15. Bölüm

1K 33 2
                                    

Not: İyi okumalaar :) Beğendiyseniz lütfen vote verin ve yorum yapın! Teşekkürler😊

Çok uzaklardan bir ses geliyordu. Başlarda hayal meyal, sonra gittikçe güçlenen. Ah hayır. Sürekli sessizde olan telefonum şimdi yastığımın altında avaz avaz ötüyordu. Kim olduğuna bakmadan açtım.

"Kızım?" Kim ki bu? Telefonu kulağımdan uzaklaştırıp baktım. Babam.

"Efendim baba?"

"Nasılsın hiç arayıp sormuyosun?" Sen arasaydın ya.

"Yaa öyle oldu. Keşke sen arasaydın."

"Meşgulsündür diye düşündüm." Yaa evet yaz tatilinde o kadar çok işim var ki (!)

"Aynen. Ee nasılsın?"

"Aynı işte, çalışıyorum. Bu yaz beni görmeye gelecek misin diye soracaktım. Özledim seni." Özlese özlese babam özler zaten. Onun da samimi olup olmadığından emin değildim.

"Bilmiyorum, gelmeye çalışırım. Belki yaz sonu gibi." Ne kadar geç o kadar iyi.

"İyi bakalım. Haber verirsin."

"Tamam görüşürüz."

Kapattıktan sonra, hala örtünün altında yatarken boş boş tavanı izledim. Birkaç yaz boyunca gitmemiştim ama geçen yıl bir bahane bulamadığım için gitmek zorunda kalmıştım. Neredeyse kimseyi tanımıyordum orda. Babamla ikimiz de çok iyi bir ikili oluşturmuyorduk ayrıca. Sonra düşünmeye karar verdim. Uykum iyice bölünmüştü. Dün eve gelip de ağlayan annemi ve yarısı içilmiş şarap şişesini gördüğümde de henüz uyuyamayacağımı anlamıştım.

"Anne?! Ne oldu?" Burnunu çekti. Ağlarken o sert hali tamamen kayboluyordu. Karşımda tamamen savunmasızdı.

"N-nisa..." Ona sıkıca sarıldım. Nisa Teyze annemin arkadaşıydı ve ondan birkaç yaş büyüktü. Her zaman neşeliydi. Biraz Nihal gibiydi hatta. İki yıl önce Ankara'ya taşındıklarından beri pek görüşememiştik.

"Ne olmuş?"

"Trafik kazası yapmışlar. Oğlu kullanıyormuş. Durumu kritikmiş." Kısa cümlelerinin arasında burnunu çekip duruyordu.

"Çok üzüldüm."

"Ben de canım. Onu bu durumda yanlız bırakamam."
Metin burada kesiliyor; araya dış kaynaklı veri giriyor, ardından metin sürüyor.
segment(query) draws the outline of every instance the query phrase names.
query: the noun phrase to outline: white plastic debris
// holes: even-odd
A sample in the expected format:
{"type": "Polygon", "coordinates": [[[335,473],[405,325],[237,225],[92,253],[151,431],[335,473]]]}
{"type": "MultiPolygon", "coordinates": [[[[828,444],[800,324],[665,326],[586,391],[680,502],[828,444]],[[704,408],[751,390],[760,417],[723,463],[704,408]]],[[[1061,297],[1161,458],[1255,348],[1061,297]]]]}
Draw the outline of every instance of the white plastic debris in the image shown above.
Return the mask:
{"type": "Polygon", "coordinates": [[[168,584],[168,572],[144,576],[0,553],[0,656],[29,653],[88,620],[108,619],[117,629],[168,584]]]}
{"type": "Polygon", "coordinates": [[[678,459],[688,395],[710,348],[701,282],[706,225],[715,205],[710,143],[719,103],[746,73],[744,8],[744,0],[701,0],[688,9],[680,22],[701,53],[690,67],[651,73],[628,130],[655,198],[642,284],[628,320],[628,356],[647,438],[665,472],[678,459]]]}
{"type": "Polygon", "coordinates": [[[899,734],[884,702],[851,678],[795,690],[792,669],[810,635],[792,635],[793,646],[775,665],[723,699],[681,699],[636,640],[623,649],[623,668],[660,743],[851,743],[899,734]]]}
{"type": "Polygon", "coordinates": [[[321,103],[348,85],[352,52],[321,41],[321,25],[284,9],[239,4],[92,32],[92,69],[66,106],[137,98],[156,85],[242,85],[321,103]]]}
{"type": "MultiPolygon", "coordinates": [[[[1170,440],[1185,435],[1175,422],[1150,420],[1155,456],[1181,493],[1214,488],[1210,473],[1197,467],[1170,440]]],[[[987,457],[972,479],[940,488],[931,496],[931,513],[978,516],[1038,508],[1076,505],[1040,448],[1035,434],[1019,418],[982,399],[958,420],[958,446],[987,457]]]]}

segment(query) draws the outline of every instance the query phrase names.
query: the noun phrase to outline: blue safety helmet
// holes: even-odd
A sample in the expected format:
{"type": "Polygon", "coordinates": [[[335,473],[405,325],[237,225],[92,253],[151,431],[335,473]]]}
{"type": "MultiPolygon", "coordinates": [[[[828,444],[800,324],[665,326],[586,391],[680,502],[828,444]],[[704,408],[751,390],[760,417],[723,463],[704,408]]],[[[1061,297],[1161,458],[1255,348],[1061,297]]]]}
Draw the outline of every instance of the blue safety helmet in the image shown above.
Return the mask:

"Nasıl yani, Ankara'ya mı gideceksin?" Kafasını salladı. "Mert ne olacak?"

"Seninle kalacak tabi ki." Artık nasıl tepki verdiysem annem o çok üzgün haliyle bile biraz gülümsedi. "Şakaydı." Biraz toparlanmaya çalıştı. " Teyzene bırakacağım. Yarın erkenden çıkmış oluruz." Yatmasına yardım edip sonrada kendim de uyumuştum.
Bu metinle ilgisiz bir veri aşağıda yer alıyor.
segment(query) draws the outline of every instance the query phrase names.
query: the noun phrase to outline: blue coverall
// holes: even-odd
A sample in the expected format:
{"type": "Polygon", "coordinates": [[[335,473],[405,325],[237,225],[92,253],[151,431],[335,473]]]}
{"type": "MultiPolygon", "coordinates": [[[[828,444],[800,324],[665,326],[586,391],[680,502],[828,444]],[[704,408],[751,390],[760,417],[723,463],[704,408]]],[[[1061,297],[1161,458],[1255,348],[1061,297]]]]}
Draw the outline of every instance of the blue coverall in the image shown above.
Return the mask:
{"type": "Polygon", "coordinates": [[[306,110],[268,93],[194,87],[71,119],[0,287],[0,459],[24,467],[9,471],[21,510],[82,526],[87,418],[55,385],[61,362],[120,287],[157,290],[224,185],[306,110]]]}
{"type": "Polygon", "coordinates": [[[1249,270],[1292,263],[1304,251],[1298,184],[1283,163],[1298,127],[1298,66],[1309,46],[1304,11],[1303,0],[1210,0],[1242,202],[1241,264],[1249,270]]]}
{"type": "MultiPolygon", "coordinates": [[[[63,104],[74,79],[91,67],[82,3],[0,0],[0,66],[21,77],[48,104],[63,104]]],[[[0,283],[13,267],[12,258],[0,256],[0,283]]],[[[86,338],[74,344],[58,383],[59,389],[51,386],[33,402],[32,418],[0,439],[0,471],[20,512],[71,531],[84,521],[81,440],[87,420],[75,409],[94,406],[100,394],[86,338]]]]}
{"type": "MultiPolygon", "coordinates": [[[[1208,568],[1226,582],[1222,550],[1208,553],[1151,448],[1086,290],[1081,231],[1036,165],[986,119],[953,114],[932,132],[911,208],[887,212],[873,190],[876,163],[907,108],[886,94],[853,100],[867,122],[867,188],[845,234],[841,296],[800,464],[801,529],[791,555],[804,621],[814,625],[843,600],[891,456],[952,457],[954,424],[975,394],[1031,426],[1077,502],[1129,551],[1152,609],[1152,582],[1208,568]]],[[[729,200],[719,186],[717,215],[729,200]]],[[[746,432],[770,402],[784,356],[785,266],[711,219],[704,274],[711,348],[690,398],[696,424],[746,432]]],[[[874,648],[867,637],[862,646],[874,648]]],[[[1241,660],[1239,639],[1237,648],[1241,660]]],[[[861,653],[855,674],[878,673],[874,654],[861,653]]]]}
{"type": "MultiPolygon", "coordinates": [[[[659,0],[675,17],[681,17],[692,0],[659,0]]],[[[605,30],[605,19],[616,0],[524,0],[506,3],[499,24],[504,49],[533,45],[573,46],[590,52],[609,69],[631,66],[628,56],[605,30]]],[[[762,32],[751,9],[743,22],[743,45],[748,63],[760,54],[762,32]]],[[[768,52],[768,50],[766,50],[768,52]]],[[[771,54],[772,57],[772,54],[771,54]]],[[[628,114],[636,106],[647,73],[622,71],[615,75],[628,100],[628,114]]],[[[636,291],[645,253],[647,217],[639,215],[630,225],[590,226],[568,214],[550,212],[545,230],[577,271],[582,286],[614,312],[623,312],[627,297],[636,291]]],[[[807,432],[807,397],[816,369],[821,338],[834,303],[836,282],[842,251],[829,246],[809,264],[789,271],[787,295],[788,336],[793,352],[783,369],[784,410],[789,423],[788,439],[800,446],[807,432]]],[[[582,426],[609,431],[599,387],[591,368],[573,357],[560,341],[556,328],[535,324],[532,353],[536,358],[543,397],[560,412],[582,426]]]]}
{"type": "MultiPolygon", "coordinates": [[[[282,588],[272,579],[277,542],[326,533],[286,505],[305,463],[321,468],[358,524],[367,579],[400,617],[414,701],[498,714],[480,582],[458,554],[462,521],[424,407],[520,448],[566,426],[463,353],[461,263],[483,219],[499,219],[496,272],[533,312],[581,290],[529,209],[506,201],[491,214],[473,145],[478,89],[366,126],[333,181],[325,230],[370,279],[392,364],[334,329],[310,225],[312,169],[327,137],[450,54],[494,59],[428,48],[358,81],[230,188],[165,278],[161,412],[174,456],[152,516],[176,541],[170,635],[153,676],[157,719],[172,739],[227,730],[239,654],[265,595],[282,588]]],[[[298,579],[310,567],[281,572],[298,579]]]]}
O yüzden şimdi evde yanlızdım. Saati kontrol ettiğimde babama boşuna kızdığımı fark ettim çünkü öğleni geçiyordu.

**********

Yaklaşık 15 dakikalık televizyon transımdan çıktıktan sonra bir süredir Mustafa Amca'nın hayalindeki kadını dinlediğimi fark edip kesinlikle bir şeyler yapmaya karar verdim.

"Alo?"

"Derin? Ne yapıyorsunuz?"

"Seni ilk gün getirdiğim kafedeyiz ama Cenk'le Nihal yok. Sen napıyorsun?"
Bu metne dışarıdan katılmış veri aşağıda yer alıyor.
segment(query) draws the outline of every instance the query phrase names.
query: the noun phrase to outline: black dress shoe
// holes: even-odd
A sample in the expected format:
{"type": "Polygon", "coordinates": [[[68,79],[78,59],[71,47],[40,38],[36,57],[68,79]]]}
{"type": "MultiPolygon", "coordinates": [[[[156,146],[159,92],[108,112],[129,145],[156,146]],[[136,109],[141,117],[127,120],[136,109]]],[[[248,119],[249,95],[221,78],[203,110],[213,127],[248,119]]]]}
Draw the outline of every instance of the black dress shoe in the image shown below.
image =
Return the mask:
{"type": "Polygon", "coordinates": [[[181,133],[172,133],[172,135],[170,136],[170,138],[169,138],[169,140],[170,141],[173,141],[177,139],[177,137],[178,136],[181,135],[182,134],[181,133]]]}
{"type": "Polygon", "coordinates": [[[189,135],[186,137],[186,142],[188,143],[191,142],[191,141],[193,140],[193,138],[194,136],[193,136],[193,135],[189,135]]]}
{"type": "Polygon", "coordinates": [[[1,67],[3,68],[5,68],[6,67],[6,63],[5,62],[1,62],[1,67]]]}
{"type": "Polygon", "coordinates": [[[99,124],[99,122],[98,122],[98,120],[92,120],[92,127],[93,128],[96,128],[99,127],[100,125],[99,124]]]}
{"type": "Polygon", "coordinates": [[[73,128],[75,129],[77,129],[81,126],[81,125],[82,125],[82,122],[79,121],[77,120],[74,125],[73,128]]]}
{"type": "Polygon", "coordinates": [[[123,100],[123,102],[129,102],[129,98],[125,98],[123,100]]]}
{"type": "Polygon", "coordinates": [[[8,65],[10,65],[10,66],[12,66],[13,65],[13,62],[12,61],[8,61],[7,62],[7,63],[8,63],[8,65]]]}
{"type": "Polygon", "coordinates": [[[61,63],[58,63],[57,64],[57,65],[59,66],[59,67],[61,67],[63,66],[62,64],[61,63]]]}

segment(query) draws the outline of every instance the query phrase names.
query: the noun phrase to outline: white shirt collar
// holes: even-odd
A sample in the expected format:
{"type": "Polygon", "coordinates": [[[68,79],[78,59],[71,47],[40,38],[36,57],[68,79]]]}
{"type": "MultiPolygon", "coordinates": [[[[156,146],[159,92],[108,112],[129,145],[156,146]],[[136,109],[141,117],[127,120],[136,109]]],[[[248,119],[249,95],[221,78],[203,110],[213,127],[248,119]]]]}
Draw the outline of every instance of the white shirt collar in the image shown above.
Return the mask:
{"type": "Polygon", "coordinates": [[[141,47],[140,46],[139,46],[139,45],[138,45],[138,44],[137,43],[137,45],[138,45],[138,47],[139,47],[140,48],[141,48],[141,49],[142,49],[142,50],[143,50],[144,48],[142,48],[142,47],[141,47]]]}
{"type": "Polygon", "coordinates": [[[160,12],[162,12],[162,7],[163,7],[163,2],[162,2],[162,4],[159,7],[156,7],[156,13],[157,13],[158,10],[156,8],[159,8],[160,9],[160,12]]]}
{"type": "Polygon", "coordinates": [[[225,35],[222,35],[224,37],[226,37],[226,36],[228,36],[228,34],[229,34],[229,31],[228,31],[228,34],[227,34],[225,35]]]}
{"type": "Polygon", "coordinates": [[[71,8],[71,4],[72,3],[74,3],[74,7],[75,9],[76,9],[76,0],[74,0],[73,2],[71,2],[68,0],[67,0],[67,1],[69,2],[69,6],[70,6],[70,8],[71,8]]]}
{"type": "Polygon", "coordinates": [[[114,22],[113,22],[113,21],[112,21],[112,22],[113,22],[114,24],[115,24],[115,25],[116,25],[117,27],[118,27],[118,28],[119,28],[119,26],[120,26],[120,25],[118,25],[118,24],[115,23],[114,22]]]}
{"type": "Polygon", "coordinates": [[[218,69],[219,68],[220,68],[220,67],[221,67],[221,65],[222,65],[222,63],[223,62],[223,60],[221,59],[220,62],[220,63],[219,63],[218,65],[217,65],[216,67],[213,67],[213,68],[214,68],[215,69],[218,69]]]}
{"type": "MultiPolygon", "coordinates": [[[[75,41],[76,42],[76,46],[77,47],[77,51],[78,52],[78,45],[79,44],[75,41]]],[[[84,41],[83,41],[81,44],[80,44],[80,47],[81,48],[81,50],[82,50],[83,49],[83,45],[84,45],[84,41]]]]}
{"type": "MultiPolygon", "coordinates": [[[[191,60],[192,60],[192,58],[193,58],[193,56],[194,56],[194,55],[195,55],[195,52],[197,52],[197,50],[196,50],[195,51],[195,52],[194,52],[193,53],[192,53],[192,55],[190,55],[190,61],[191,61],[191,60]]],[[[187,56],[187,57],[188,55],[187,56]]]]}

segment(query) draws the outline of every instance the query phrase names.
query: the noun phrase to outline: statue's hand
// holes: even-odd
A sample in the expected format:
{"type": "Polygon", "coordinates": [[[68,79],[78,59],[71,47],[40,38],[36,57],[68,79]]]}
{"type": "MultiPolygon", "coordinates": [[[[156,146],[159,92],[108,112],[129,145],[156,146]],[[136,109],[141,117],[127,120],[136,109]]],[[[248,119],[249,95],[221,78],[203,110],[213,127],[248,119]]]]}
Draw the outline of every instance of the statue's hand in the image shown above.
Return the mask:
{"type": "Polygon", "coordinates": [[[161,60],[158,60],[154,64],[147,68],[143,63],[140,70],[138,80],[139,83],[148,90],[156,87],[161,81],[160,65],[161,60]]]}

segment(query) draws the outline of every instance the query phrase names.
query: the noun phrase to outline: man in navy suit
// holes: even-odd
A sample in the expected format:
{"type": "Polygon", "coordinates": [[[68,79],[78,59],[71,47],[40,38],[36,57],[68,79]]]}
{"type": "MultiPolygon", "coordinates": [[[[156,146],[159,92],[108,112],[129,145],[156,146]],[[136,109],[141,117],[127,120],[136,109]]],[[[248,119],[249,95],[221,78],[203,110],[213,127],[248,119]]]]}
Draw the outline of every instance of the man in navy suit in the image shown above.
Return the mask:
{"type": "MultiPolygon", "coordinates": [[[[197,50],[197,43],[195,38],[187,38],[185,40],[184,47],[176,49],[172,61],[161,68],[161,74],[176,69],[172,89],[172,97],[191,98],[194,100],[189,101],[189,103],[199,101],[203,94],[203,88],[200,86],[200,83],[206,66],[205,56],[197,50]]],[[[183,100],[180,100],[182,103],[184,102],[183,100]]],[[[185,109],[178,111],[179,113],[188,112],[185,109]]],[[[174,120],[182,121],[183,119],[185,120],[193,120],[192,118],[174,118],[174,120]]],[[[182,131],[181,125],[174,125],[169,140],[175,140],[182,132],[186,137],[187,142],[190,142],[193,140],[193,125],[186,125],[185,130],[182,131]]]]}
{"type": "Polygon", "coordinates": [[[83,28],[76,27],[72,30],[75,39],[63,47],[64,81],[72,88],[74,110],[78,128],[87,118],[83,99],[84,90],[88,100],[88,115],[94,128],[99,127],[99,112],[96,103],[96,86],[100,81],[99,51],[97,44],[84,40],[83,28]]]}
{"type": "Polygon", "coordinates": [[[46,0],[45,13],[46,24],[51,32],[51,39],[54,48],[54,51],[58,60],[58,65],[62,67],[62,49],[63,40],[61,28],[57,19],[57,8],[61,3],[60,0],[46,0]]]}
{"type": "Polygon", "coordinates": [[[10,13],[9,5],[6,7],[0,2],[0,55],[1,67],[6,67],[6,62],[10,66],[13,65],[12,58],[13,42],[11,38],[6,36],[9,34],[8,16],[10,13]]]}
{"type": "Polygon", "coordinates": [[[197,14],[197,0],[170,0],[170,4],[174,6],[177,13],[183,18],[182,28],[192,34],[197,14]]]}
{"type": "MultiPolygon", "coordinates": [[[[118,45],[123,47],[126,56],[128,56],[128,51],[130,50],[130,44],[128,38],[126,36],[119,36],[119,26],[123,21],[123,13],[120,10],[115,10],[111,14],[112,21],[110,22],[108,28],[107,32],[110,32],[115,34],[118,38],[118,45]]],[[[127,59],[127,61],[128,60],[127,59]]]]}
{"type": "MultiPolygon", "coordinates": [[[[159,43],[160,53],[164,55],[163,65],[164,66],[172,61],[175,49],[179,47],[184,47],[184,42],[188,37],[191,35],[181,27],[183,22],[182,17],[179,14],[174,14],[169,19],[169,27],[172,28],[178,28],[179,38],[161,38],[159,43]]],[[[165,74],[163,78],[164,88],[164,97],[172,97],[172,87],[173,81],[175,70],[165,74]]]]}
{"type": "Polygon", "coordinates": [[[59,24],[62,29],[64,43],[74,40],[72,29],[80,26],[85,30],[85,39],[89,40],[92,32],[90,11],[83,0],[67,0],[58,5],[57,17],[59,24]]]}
"Evde yanlızım bana gelmek ister misiniz?"

"Tabi dur bi'dakka." Arkada konuşmalar oldu. Deniz'in "Yemek varmıı?" diye bağırışını duydum.

"Çok güzel tost yaparım?"

Derin "Yokmuş." diye cevap verince güldüm. "Pizza falan söyleriz gelin hadi. Nihalleri de çağır."

"Çıkıyoruz tamam hadi byee." Onlar gelene kadar evde giydiğim şortumu ve tshirtümü değiştirip evi falan topladım.

Yaklaşık yarım saat sonra falan kapı çaldı.

"Çok acıktım."

"Sana da merhaba Deniz." Allahım bu çocuk.. Şekerdi ama.

"Çocuk aç ya. Bildiğin doymuyor." dedi Derin.

"Siz geçin ben bakiyim neler var."

"Hala bakmadın mı?" diyince Kaan hafifçe vurdu. "Ayı mısın oğlum?"

"Gerek yok zaten Cenk'lere haber verdim pizza da getirecekler."

"Hiii yerim ben bunu. " Alara da gelmişti ve şuan Kırıntı'yı seviyordu. "Çok güzelmiş. Bizim de vardı, sonra..." Gözlerine hüzün çöktü. "Vermek zorunda kaldık."

Televizyondan aniden yüksek ses çıkınca herkes irkildi.

Kaan "Sesi açık kalmış." diyip omuz silkti ve sonra benim hiç anlamadığım ve ilgilenmediğim Xbox'u gördü.

"Oynuyor musun?"

"Yok kardeşimin." "Oyunlardan anladığım kadarıyla baya küçük olmalı." Kafamı salladım "Dokuz."

Kaan ve Deniz "Bunu oynuyor olamaz herhalde." dedikleri bir oyun bulup onunla ilgilenirken kapı tekrar çaldı. Açtığımda elleri dolu Cenk ve Nihal'i buldum.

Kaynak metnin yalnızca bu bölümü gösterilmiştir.